Era demasiado verde, un planeta alienígena.
Finalmente llegamos al hogar de Charlie. Vivía en una casa pequeña de dos dormitorios que compró con mi madre durante los primeros días de su matrimonio. Ésos fueron los únicos días de su matrimonio, los primeros. Allí, aparcado en la calle delante de una casa que nunca cambiaba, estaba mi nuevo monovolumen, bueno, nuevo para mí. El vehículo era de un rojo desvaído, con guardabarros grandes y redondos y una cabina de aspecto bulboso. Para mi enorme sorpresa, me encantó. No sabía si funcionaría, pero podía imaginarme al volante. Además, era uno de esos modelos de hierro sólido que jamás sufren daños, la clase de coches que ves en un accidente de tráfico con la pintura intacta y rodeado de los trozos del coche extranjero que acaba de destrozar.
— ¡Caramba, papá! ¡Me encanta! ¡Gracias!
Ahora, el día de mañana parecía bastante menos terrorífico. No me vería en la tesitura de elegir entre andar tres kilómetros bajo la lluvia hasta el instituto o dejar que el jefe de policía me llevara en el coche patrulla.
—Me alegra que te guste —dijo Charlie con voz áspera, nuevamente avergonzado.
Subir todas mis cosas hasta el primer piso requirió un solo viaje escaleras arriba.

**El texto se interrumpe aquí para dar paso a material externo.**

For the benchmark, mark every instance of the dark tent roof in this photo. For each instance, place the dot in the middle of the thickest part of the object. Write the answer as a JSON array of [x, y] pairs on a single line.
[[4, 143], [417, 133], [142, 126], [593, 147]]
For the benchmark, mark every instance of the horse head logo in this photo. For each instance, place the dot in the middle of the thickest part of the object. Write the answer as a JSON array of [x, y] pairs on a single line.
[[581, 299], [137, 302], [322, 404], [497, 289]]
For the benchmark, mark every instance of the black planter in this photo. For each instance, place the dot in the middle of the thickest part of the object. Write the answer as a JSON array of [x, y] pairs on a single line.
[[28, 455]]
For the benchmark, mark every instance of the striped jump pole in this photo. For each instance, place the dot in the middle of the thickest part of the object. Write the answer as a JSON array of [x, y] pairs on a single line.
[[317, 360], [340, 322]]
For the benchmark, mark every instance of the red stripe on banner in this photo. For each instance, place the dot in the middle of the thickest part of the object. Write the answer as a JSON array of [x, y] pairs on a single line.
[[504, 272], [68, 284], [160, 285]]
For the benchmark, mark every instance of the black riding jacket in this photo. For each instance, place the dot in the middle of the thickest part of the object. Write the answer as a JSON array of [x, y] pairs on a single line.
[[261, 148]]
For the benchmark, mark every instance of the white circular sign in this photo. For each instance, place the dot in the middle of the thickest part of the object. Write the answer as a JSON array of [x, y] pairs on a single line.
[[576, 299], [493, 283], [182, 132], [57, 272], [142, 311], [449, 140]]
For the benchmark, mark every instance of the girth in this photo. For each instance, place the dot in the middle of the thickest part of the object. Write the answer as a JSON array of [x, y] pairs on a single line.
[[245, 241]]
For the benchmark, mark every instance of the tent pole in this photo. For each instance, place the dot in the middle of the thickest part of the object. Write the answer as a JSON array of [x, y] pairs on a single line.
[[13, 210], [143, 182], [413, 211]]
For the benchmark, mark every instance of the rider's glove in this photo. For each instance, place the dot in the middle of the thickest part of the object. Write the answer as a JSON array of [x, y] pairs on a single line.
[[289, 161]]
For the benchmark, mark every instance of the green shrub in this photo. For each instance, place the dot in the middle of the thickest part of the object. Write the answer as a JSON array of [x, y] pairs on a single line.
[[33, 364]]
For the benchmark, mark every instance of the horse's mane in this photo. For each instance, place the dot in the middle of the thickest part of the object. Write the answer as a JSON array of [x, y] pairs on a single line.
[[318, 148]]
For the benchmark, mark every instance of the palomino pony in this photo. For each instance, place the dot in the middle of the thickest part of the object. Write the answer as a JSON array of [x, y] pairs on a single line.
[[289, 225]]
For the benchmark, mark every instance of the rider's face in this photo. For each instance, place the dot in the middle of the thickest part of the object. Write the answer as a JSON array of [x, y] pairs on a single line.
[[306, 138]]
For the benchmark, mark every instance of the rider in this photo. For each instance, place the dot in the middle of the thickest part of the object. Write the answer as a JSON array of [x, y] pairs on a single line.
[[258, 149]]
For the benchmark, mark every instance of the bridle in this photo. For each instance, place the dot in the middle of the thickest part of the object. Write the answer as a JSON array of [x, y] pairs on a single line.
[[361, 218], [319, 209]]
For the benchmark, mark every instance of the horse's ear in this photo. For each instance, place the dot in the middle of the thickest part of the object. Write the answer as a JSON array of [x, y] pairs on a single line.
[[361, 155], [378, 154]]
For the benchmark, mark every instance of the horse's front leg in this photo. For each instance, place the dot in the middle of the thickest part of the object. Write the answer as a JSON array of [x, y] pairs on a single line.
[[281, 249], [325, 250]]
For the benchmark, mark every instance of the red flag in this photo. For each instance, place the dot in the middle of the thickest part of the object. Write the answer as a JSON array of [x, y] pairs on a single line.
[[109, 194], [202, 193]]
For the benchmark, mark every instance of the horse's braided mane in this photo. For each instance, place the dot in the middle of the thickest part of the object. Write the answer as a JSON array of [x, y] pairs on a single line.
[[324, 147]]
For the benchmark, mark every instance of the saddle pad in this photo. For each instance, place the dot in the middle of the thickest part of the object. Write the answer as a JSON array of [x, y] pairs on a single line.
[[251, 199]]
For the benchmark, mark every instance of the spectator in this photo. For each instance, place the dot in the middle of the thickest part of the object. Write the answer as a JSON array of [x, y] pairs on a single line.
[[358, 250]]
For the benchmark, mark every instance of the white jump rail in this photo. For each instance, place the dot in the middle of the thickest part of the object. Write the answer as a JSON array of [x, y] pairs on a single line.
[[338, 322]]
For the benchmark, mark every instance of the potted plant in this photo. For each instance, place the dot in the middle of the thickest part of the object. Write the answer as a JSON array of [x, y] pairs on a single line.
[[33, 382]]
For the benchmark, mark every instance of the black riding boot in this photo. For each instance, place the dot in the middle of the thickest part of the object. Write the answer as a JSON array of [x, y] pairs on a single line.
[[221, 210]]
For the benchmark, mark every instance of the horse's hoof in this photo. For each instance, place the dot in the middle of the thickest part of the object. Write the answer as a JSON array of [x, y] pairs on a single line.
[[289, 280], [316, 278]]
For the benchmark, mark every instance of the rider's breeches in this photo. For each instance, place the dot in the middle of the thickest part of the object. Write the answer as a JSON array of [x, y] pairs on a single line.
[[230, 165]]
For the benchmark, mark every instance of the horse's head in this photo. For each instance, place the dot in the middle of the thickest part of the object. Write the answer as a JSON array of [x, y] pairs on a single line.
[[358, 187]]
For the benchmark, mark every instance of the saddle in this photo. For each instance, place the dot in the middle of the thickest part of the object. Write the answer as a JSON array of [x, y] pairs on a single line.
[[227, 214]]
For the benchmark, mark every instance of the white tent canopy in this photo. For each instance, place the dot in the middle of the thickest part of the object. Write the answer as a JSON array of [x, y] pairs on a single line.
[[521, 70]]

Tenía el dormitorio de la cara oeste, el que daba al patio delantero. Conocía bien la habitación; había sido la mía desde que nací. El suelo de madera, las paredes pintadas de azul claro, el techo a dos aguas, las cortinas de encaje ya amarillentas flanqueando las ventanas... Todo aquello formaba parte de mi infancia. Los únicos cambios que había introducido Charlie se limitaron a sustituir la cuna por una cama y añadir un escritorio cuando crecí. Encima de éste había ahora un ordenador de segunda mano con el cable del módem grapado al suelo hasta la toma de teléfono más próxima. Mi madre lo había estipulado de ese modo para que estuviéramos en contacto con facilidad. La mecedora que tenía desde niña aún seguía en el rincón.
Sólo había un pequeño cuarto de baño en lo alto de las escaleras que debería compartir con Charlie. Intenté no darle muchas vueltas al asunto.
Una de las cosas buenas que tiene Charlie es que no se queda revoloteando a tu alrededor. Me dejó sola para que deshiciera mis maletas y me instalara, una hazaña que hubiera sido del todo imposible para mi madre. Resultaba estupendo estar sola, no tener que sonreír ni poner buena cara; fue un respiro que me permitió contemplar a través del cristal la cortina de lluvia con desaliento y derramar algunas lágrimas. No estaba de humor para una gran llantina. Eso podía esperar hasta que me acostara y me pusiera a reflexionar sobre lo que me aguardaba al día siguiente.
El aterrador cómputo de estudiantes del instituto de Forks era de tan sólo trescientos cincuenta y siete, ahora trescientos cincuenta y ocho. Solamente en mi clase de tercer año en Phoenix había más de setecientos alumnos. Todos los jóvenes de por aquí se habían criado juntos y sus abuelos habían aprendido a andar juntos. Yo sería la chica nueva de la gran ciudad, una curiosidad, un bicho raro.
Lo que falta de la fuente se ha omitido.